We also try to find the biomarkers – whether it’s in the blood or in the saliva or anything, to specifically see if the cancer develops – i.e., markers in the genetic material of the cancer that will help us understand what leads to its development.

Dr Vyomesh Patel 2

These are the altered genetics. It basically means that the genes became abnormal or altered to a point where you get abnormal function that in turn became a disease, a pathological disease. So what we are trying to do is design model systems to better understand it and use the new technologies currently available. This is called the next-gen sequencing that will sequence the DNA of the cancer sample to read what is altered.

Once we find those, then we can start thinking about how we can help cancer patients, not necessarily to be cured, but treat the cancer as something containable instead of a life sentence. It’s very similar to type 1 diabetes. Think of how many people around the world who have type 1 diabetes – it’s quite a large number. They are at risk only if they don’t contain that disease. It’s the same with nasopharyngeal cancer.

Technology now has advanced so much. It’s very affordable to have the cancer genome sequence and to find out what causal genes are. With the causal genes, we can find out pathways they’re involved in and whether those are druggable. This is now ongoing programme here, not only for the NPC but also for the oral team.

One of the emerging top trends to look for targets, as I’ve just alluded to, is called a CRISPR/Cas technology which is basically associated with gene editing. We can use the genome-wide CRISPR library and look for functional loss, and look for additional druggable targets that we may be able to think of, to perhaps develop new drugs. We could identify a good target, and look at its crystal structure – if that target is already known in the scientific literature, for instance – and get a crystallographer to help with the crystal modelling and so forth, and see if there are libraries of small molecules that might be able to interfere with it.

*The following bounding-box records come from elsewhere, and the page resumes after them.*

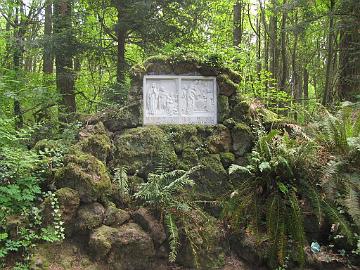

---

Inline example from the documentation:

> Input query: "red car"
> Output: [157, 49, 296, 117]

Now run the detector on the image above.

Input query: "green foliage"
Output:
[318, 106, 360, 154]
[0, 119, 64, 269]
[114, 167, 129, 197]
[134, 166, 199, 262]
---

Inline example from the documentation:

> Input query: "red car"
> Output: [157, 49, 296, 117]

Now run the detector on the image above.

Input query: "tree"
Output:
[54, 0, 76, 119]
[338, 0, 360, 100]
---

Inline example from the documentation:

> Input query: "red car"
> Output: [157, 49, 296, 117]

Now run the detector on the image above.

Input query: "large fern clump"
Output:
[317, 104, 360, 238]
[224, 130, 352, 267]
[134, 166, 200, 262]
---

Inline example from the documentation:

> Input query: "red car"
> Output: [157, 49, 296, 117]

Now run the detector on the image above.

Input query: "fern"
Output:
[322, 200, 354, 245]
[114, 167, 129, 196]
[165, 213, 180, 262]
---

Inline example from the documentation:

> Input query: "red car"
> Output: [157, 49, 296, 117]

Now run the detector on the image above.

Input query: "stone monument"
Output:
[143, 75, 218, 125]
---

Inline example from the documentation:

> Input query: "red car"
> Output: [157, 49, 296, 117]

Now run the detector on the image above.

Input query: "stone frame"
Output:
[142, 75, 219, 125]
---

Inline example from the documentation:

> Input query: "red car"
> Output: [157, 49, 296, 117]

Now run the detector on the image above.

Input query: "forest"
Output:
[0, 0, 360, 270]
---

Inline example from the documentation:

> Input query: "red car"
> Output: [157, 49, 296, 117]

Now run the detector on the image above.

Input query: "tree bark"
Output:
[303, 68, 309, 105]
[54, 0, 76, 118]
[322, 0, 335, 106]
[338, 1, 360, 101]
[279, 0, 288, 91]
[13, 1, 25, 129]
[269, 0, 279, 79]
[116, 7, 127, 85]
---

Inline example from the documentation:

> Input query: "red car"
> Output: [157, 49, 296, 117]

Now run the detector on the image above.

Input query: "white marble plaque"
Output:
[143, 75, 217, 125]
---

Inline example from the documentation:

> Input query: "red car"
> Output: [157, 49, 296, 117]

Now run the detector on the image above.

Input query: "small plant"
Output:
[0, 119, 63, 269]
[114, 167, 129, 197]
[134, 166, 199, 262]
[224, 130, 352, 267]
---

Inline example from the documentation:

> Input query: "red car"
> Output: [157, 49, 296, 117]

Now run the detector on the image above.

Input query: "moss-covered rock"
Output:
[33, 139, 63, 152]
[75, 202, 105, 232]
[131, 207, 166, 247]
[178, 147, 199, 170]
[111, 126, 177, 175]
[77, 134, 111, 163]
[89, 223, 155, 270]
[220, 152, 235, 168]
[218, 95, 230, 123]
[231, 123, 254, 156]
[190, 154, 229, 200]
[229, 93, 252, 123]
[42, 187, 80, 235]
[55, 150, 111, 202]
[207, 125, 231, 154]
[177, 210, 225, 270]
[217, 74, 239, 97]
[26, 239, 109, 270]
[87, 102, 142, 132]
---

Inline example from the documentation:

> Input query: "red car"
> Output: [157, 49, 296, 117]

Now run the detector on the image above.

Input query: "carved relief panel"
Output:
[143, 75, 217, 125]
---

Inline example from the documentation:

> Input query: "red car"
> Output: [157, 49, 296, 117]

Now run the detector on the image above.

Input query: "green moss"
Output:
[55, 149, 111, 202]
[217, 74, 239, 97]
[218, 95, 230, 123]
[33, 139, 63, 151]
[220, 152, 235, 168]
[179, 147, 199, 170]
[207, 125, 231, 154]
[231, 123, 254, 156]
[111, 126, 177, 175]
[229, 93, 251, 122]
[190, 154, 230, 200]
[177, 209, 225, 269]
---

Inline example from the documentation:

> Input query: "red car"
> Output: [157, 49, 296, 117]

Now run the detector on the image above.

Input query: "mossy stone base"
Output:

It comes down to how we can do it technically in the lab, as well as learning new ways. We need to teach the young generation as well, not only the old methods from hundreds of years ago, but the new methods which will be more efficient in giving quick answers or clues.

Model systems

My background [at US National Institutes of Health] has told me that if the model systems – which we are trying to set up here in Malaysia – if it showed that something was altered and that it’s a good target, then we could search the library for currently available data to find one that is very specific for this target in the pathway. We may find that at the upstream of the target, things were altered. We could then find the most downstream target that we can aim, and see if we can switch off all above it and get the desired effect.

Dr Vyomesh Patel 3

So we did that, we actually took it from lab-based into a clinical setting. But this was back in the United States. We want to try and recapitulate that here.

I’ve mentioned about making model systems. We can’t do research or look for cure if we don’t have model systems for nasopharyngeal cancer. There is still a big gap between where we are and what we ultimately are going to do.

This is what we want to achieve here. What I’ve mentioned is the big picture – the clinical questions, early detection, cures and so forth. It’s a way to find cancer cure, to treat cancer patients, and to give them a better quality of life once they have actually survived.